Player Valuation: £100m
Spending as much time as I have around you fine folk over the past decade not only has the pride of our left leaning values been quite clear, but those values have also rubbed off on me. I couldn't help when, reading about the Richarlison rumour yesterday, feel a pang of disgust that the club is spending so much money on a player with so little obvious pedigree. I couldn't help but think how obscene it was and how that money could be put to better [social] use.

It got me wondering whether there was a point where football became too excessive. We've seen Fiat workers on strike in protest against the money spent on Ronaldo, and I pondered whether a city such as Liverpool might be among the first to recoil at such flagrant capitalism gone mad?
 

Csn you draw as direct a comparison between Juventus and ourselves? The main bone of contention was the belief that the family had bankrolled the signing of Ronaldo and that put the fiat workers at risk as the family may skimp on investment on the fiat plants, threatening long term job security etc. Is Mosh taking food from anyone’s table?

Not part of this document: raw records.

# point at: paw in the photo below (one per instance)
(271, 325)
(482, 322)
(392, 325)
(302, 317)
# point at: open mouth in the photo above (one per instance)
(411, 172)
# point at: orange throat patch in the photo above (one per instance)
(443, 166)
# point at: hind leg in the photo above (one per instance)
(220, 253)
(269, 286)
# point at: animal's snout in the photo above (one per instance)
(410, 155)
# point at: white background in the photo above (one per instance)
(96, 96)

Football has always dealt in fees that are obscene to the common man and will continue to do so. Where I think the problem is (and I think it was linked to yours) stems from the fact that to keep up, some clubs are cutting academy programs etc. which has a huge impact on kids growing up in the area. If this is paired with reduced spend on community work by clubs then realistically to compete, the clubs are potentially taking hundreds of meals off tables.

It’s an odd one.
 
Csn you draw as direct a comparison between Juventus and ourselves? The main bone of contention was the belief that the family had bankrolled the signing of Ronaldo and that put the fiat workers at risk as the family may skimp on investment on the fiat plants, threatening long term job security etc. Is Mosh taking food from anyone’s table?

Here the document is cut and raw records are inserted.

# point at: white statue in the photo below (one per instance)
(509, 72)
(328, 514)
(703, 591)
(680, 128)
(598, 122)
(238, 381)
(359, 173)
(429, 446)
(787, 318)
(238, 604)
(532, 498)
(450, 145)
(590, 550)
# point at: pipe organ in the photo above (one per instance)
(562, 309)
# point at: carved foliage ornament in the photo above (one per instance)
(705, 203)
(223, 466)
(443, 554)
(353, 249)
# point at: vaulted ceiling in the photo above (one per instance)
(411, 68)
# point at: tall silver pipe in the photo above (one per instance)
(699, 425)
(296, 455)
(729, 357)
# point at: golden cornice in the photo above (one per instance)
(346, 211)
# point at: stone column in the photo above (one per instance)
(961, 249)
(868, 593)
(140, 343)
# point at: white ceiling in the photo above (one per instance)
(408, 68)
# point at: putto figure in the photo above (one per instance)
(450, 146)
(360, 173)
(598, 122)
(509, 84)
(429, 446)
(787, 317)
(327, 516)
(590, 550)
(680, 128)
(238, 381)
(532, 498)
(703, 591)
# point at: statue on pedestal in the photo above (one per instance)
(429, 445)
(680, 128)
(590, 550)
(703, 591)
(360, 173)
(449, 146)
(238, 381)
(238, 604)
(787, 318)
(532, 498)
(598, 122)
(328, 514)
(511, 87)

Football has always dealt in fees that are obscene to the common man and will continue to do so. Where I think the problem is (and I think it was linked to yours) stems from the fact that to keep up, some clubs are cutting academy programs etc. which has a huge impact on kids growing up in the area. If this is paired with reduced spend on community work by clubs then realistically to compete, the clubs are potentially taking hundreds of meals off tables.

It’s an odd one.

It's hard not to think the game is become more and more detached from the plight of the common man however. I won't lie, my thinking was flavoured as I watched the docudrama about Jerome Rogers and zero hour contracts/payday loans on iPlayer last night (https://www.bbc.co.uk/programmes/p067bmlh), and went from that harrowing story to news that we were splashing £50 million on someone so wholly unproven, and it just seemed utterly obscene. I'm probably not as left leaning as many Scousers, so I wondered how you guys thought.
 
Yeah - the action is simple enough - everybody just ditches sky, bt and all the paid football services. It'll be tough for a bit without the obsession, but soon enough football will be devalued and impoverished enough to reenter the real world.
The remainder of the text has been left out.